As  both sides went over the inventory list, he was struck by the realisation that they were now on their own and they had better make good of it.
“You must understand that when I graduated from military college the British were still lording over us.
“Nothing had changed, there was no dramatic revolution like in other countries.
“The transition towards independence was so gradual that you hardly felt it,” he explained.
Renunciation of traditions

But once the feeling sank in, the Malaysian army was seized by a fierce determination to preserve and shield the new nation from the threats of the communist insurgency war and the Indonesia-Malaysia Confrontation.
During that time, ‘liberty’ meant ‘the pride of being able to protect one’s own country by oneself’.
Then came the racial riots of 1969; followed by the New Economic Policy (NEP) and gradually the face of ‘liberty’ took on a different expression.
Said Ng: “Politics, race and religion slowly permeated the army. The new batch of soldiers were being brought up to place on racial identification being above esprit de corps.
“Racial barriers didn’t exist in my days so much so that I could eat pork beside a Muslim soldier without any trouble.”
“We were Malaysian soldiers raised in a culture that drew no lines between us.
“But the traditions that made the army what it was have been broken and cast aside because they are (thought of as) foreign traditions.”
The most painful stab in this renunciation of traditions was on Warrior’s Day celebrations last month.
The army replaced the tradition of laying wreaths at the foot of the bronze sculpture in the National Monument with a commemoration in a field instead.
Liberty lost
For Ng this rewriting of tradition was sacriligeous.
“(The 12th Yang di-Pertuan Agong) Syed Sirajuddin (Jamalullail) deemed it unIslamic to pay respects to figurines.
“And with that we lost the army value of honouring our fallen comrades.

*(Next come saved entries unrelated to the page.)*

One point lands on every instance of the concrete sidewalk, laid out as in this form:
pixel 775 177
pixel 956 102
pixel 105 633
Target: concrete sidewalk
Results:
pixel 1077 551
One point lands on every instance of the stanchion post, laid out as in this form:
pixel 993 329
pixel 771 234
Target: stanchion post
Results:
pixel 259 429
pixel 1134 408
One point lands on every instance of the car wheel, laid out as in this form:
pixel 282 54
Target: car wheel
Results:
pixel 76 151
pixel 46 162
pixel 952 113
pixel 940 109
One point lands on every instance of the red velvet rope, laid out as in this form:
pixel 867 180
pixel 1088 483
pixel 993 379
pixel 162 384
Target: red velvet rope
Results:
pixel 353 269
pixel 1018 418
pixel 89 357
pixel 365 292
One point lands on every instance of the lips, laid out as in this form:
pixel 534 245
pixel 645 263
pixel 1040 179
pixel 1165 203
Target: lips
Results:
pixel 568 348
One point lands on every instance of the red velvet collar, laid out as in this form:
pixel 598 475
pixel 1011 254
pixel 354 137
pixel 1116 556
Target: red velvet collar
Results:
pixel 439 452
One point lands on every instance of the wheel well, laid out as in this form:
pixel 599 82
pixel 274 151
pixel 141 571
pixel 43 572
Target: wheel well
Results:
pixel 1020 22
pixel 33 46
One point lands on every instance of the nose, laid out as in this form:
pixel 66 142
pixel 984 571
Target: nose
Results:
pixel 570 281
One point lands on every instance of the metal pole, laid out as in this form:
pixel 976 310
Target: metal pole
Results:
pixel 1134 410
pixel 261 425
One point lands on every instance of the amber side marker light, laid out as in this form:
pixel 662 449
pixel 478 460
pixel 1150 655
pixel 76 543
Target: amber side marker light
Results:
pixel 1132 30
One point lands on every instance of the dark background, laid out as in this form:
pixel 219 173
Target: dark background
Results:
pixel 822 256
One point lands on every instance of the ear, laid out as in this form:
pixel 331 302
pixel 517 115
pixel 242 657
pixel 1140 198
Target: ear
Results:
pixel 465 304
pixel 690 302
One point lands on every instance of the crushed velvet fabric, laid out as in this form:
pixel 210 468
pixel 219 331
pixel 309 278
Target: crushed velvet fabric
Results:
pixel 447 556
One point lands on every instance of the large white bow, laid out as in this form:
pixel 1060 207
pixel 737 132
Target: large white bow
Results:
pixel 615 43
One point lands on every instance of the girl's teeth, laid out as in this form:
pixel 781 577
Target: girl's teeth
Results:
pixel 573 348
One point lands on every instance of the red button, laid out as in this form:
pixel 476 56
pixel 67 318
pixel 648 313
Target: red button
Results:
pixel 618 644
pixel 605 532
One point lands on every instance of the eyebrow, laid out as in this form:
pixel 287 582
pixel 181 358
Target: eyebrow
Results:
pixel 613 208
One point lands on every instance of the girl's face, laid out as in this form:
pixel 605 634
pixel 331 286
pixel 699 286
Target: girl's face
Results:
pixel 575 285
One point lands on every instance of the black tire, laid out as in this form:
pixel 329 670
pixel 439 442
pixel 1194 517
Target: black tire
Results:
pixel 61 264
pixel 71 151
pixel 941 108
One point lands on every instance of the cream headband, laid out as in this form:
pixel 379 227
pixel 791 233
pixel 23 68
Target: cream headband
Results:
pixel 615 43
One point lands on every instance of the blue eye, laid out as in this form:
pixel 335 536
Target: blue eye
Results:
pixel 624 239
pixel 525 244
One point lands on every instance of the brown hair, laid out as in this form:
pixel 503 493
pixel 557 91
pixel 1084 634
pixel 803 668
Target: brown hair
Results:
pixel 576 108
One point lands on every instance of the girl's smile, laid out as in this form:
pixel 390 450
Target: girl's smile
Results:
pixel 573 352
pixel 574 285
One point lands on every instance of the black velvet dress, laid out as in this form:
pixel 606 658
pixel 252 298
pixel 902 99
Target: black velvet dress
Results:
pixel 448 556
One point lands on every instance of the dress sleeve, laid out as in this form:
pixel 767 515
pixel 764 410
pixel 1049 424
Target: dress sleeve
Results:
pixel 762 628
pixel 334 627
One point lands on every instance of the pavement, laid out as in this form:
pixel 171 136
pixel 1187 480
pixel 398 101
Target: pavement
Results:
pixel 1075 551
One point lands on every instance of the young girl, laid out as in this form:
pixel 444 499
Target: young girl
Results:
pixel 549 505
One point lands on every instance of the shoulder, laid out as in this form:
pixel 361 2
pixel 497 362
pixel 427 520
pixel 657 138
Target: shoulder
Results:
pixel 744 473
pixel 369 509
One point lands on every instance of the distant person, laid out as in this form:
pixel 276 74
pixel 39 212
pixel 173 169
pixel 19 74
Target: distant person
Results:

“The army has lost more than it gained since the British left.
“We lost traditions to religious beliefs which seemed to have suddenly sprung up.
“There is no pride in being a soldier any longer. So I opted for early retirement in 1990,” said Ng who is a fourth-generation Kelantanese Peranakan.
In his culture a patriach is called Pok Long. But Ng doesn’t see himself as the Pok Long of Malaysia.
To him the all-encompassing ‘liberty’ of before has shrunk to an insular definition.
“It (liberty) now just means the freedom to go about my daily life…
“The country is unable to bring back the liberty we once felt because we’re not fighting together for anything any more.
“Instead we fight each other over whose religion and whose politics are better,” he said simply.